What is perpetual motion? Will it work in space?
The term "perpetual motion" is usually used to refer to a class of imaginary machines that are supposed to operate perpetually without any imput of energy: no fuel. As concieved of by misguided inventors, the point is always to get the machine to both 1.) do some kind of useful work, and 2.) also do the work of operating itself.
It is very easy to think such a machine up, and even draw a design on paper, but none of them has ever worked when some physical version of the machine was actually built. A beginning level course in physics is all it takes to gain enough understanding to realize that such a thing is just not physically possible.
The notion of continuing, non-stop motion is quite a bit different and does, in fact, exist. If you put something into motion it will stay in motion unless something interacts with it to stop it. This is clearly evident in space. Here on earth the forces of gravity and friction are constantly exerted on everything and work to eventually stop any motion that gets started.
Newton's first law is: "A body in motion or at rest will tend to stay in motion or at rest, unless acted on by an outside force." Here on earth that "outside force" is everywhere and nothing stays in motion for very long.
In space things will stay in motion forever unless they hit something else.
Even in space, though, there is no possibility of a machine that can do work and also operate itself. As soon as you make it interact with something to do work on it you have subjected it to that "outside force" which will bring it to a halt.
Excellent response, Zoob. I'll just add that here on Earth, the closest thing to perpetual motion would probably be the current in a superconductor ring. Even then, though, a lot of energy must be expended to keep the temperature in the superconduction range.
Thank you, sir.
A perpetual motion machine won't work in space. No matter how far you get away form a Mass gravity will always effect it(but the strength decreases) the machine and eventually you'll probably encounter another mass. So it will slow down but it will keep moving.

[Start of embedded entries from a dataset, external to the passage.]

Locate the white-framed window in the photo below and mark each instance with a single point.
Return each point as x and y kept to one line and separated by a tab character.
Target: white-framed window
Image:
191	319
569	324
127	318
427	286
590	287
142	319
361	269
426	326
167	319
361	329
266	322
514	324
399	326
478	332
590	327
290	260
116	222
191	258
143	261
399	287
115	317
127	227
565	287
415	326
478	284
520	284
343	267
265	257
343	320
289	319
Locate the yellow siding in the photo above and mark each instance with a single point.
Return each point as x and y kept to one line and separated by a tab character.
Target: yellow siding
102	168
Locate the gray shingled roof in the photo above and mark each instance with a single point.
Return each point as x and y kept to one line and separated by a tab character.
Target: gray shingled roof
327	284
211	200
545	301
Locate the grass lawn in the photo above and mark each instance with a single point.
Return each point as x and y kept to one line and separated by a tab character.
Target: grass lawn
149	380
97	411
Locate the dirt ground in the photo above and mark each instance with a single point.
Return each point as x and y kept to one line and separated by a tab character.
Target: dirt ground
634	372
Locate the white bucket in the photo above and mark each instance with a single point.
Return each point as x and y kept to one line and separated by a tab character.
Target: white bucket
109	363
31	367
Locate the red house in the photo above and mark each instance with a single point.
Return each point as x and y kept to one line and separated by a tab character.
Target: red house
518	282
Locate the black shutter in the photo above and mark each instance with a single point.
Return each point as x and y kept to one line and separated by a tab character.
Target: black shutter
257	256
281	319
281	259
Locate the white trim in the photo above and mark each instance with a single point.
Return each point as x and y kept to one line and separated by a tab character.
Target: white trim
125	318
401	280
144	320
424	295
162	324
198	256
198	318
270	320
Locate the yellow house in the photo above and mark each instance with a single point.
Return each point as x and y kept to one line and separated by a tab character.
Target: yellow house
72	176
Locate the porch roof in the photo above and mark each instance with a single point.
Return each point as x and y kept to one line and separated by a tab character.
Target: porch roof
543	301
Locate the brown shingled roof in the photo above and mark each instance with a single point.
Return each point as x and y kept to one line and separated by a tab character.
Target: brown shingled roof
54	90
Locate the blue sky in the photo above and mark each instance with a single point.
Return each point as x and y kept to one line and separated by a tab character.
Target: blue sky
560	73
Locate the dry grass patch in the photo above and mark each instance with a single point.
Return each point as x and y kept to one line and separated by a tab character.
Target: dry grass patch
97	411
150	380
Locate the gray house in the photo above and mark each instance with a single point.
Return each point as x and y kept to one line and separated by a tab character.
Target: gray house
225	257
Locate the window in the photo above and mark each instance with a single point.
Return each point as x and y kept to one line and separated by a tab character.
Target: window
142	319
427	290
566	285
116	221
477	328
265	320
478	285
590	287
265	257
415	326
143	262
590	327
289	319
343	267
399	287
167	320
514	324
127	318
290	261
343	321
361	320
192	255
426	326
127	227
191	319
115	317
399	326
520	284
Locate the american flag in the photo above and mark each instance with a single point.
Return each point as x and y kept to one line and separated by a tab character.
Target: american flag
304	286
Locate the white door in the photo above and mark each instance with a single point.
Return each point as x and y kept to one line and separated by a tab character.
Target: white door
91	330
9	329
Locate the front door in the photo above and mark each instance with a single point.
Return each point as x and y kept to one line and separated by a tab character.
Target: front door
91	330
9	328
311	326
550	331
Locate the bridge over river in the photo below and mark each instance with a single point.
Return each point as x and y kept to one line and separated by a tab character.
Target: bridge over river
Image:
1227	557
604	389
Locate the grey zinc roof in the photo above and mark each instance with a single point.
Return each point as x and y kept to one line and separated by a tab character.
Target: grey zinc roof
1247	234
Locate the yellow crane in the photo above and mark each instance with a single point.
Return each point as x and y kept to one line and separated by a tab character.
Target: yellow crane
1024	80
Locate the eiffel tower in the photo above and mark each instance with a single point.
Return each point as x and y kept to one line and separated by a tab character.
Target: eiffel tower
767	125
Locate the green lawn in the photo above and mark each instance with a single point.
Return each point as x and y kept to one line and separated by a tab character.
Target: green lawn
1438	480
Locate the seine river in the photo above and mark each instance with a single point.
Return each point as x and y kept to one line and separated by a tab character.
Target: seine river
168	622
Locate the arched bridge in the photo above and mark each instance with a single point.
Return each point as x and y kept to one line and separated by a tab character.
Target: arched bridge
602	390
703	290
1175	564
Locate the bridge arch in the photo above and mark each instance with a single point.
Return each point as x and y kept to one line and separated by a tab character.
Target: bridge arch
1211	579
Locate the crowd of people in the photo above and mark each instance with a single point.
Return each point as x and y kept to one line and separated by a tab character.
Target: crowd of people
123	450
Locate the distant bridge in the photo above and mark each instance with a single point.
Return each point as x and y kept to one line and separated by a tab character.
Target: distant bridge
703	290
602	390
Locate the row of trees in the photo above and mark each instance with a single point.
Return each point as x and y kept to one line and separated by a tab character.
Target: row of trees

The laws of thermodynamics forbid motion [at least above quantum scales] without paying taxes. On earth, objects in motion pay frictional taxes. In space, objects in motion pay gravitational taxes [e.g., binary neutron star systems].
And just what is the government doing with all our tax calories?
Securing oil supplies last time I checked.
Isn't every atom in the universe a perfect example of perpetual motion?
And how about the Earth moving through space? Or the stars, et cetera.
Not quite, like any other perpetual "machine", it would have to never come into contact with another atom (or interact at all).
I'm not sure I understand your response.
These cases are covered in Chronos' answer:
Which I take to mean that anything moving where it is influenced by the gravitation field of anything else is being acted on by an outside force and experiences a corresponding change in its state of motion.
This means that what I said in my first post:
is not, strictly speaking, true, since gravity extends throughout space, however much attenuated by distance, and would have some tiny effect of anything, no matter how far it it from anything else.